Hackers took over the WhatsApp account of a well-known Norwegian investor and tried to access several accounts belonging to his immediate family.
He does not want to reveal his name, but Netavizn knows his identity.
It all started with people calling me on my phone in the middle of the night with numbers from Birmingham and many different places. I was asleep, so I didn’t catch her. The next morning they started calling again. After I left a message, I picked up the phone.
The investor does not believe that he has introduced two-factor authentication in advance.
– What happens next is that I am completely banned from WhatsApp. I’m trying to get in but they had access to the email so the code sent to me went to them as well.
Whenever they request a new access code from WhatsApp, the code comes from their phone number registered in the US and not from WhatsApp.
– When I get a code from WhatsApp for the first time, the scammers put in another ID, so it doesn’t match. Finally, I was told that they had run out of times, and that I had to wait first for one hour, then for seven. And this is how the round dance goes.
The hackers may have taken control of the email account and used it to access the WhatsApp account. The investor explains the order in which he discovered it.
Read also
Norway is at the top of the phone fraud list in the Nordic region
I had to get a new SIM card
Then the investor contacted the telephone operator Telenor. He had a Telenor email and therefore had to change his username password.
Today I got a new SIM card. After reinstalling the app, I was able to access WhatsApp again.
Then he asked if a friend could take him back for a large group. When added, the user with the US number appeared in the group.
– Delete me at once! Then he told the group manager.

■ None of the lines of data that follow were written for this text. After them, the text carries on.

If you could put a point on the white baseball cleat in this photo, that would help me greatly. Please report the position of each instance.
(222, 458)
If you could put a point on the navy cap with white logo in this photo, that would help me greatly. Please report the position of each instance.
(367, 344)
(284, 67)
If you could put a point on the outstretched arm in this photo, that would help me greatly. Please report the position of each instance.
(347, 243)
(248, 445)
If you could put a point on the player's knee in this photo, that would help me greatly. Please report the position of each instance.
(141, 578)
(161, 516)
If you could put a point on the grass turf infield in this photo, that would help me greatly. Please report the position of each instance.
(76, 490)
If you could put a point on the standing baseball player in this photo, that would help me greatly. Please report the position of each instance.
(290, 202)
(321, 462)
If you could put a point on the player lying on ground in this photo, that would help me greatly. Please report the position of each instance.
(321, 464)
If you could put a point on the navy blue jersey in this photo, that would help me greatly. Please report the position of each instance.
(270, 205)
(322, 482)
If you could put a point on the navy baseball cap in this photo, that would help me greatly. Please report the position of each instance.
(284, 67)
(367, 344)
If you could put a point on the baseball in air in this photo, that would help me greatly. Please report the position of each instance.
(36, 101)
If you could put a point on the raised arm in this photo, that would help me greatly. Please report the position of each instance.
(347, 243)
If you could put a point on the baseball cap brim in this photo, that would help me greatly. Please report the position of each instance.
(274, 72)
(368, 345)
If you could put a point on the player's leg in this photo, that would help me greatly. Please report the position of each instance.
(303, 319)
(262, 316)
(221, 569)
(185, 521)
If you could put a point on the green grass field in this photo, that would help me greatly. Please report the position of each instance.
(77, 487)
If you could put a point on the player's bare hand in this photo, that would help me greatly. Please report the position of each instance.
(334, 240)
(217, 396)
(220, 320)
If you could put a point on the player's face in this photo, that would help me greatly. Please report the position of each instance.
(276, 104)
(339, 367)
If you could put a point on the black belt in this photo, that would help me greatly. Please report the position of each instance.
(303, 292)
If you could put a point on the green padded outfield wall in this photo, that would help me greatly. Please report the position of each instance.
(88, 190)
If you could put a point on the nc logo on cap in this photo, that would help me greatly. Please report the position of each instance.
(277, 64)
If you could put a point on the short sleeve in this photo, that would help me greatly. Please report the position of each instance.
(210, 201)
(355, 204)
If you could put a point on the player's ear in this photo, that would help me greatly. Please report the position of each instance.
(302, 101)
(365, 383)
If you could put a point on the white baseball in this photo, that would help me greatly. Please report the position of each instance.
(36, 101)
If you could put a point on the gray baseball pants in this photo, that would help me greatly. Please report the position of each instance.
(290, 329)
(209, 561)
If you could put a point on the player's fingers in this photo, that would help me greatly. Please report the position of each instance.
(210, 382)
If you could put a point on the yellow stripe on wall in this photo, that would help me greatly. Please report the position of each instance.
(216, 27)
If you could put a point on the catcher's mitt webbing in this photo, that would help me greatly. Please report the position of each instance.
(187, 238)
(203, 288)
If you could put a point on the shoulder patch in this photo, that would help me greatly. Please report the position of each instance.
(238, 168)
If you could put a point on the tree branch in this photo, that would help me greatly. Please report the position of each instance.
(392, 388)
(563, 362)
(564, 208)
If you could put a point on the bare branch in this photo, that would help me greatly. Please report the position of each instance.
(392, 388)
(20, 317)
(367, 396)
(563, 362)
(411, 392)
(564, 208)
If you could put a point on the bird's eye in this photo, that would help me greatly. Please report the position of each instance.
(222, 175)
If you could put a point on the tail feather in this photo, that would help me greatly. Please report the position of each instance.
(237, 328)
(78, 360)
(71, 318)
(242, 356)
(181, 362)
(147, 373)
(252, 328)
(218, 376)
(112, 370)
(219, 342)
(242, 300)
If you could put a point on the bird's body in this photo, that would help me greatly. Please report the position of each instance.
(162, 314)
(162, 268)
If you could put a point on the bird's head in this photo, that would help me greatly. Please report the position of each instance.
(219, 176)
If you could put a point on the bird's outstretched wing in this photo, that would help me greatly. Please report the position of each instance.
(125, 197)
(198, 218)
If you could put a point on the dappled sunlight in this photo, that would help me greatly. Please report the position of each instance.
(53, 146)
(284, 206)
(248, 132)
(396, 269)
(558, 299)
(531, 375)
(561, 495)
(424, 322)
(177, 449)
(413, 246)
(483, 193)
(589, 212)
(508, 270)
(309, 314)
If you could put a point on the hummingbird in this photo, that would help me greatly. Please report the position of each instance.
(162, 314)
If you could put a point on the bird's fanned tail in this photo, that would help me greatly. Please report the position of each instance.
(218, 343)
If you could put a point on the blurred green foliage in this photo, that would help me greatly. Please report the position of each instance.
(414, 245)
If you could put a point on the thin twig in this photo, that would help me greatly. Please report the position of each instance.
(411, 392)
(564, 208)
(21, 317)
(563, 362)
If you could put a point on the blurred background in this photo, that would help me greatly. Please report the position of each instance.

The hackers gained access to one family member’s accounts, but not the other accounts they tried to access.
Read also
Warning for 4.3 million Norwegians
Access to messages and photos
For the investor, the consequences are that the bad guys can access the messages and photos that have been sent.
– It’s encrypted, but as long as they have access to the account, they can read whatever is written. He explains that, fortunately, it’s no secret that it makes a difference.
However, he says many letters and photos have been exchanged over the years.
For some, it can be very uncomfortable.
The other consequence is that not all of the groups he is the administrator of can be used any further. The hackers set themselves up as administrators with the US number.
– We have to create new groups.
The investor wants to come forward to warn others who think WhatsApp is safe and unhackable. He repeatedly tried to notify WhatsApp, but only received automated responses in return.
Read also
Abuse of models’ photos to seduce Norwegian men: – It’s terrible
Identity theft form
When someone “hijacks” your account, it’s called an account takeover. This means that criminals can illegally access and control it.
Account hijacking is a form of identity theft, something more and more Norwegians are experiencing, says Thorbjørn Busch, senior security advisor at Telenor.
It gives general advice on account takeover, not related to the investor’s case.
– You may notice that you are exposed to account hijacking by the fact that you can no longer access your email or profile. This happens because the criminals who have taken over the account are quick to change the password, so they have full control.
These methods can be used by criminals to gain access to your account
Many times you don’t even notice that your account has been hacked, especially if it’s an account you don’t use often. It may also happen that those who gain access to your account don’t change their password, so you won’t even notice, says Busch.
How to protect yourself
In addition to the fact that you should always use hard-to-guess passwords, there is an easy way to protect yourself: two-step verification, also known as multi-factor authentication, two-step verification, or two-step login.
There is an extra layer of security offered by most services where you can get an account.
After activating this, you must have a personal one-time code, or agree by phone to enter the account.
This means that even if your password gets leaked, a stranger won’t be able to use this to access your account if they don’t have access to the one-time code, says Busch.
“Web specialist. Lifelong zombie maven. Coffee ninja. Hipster-friendly analyst.”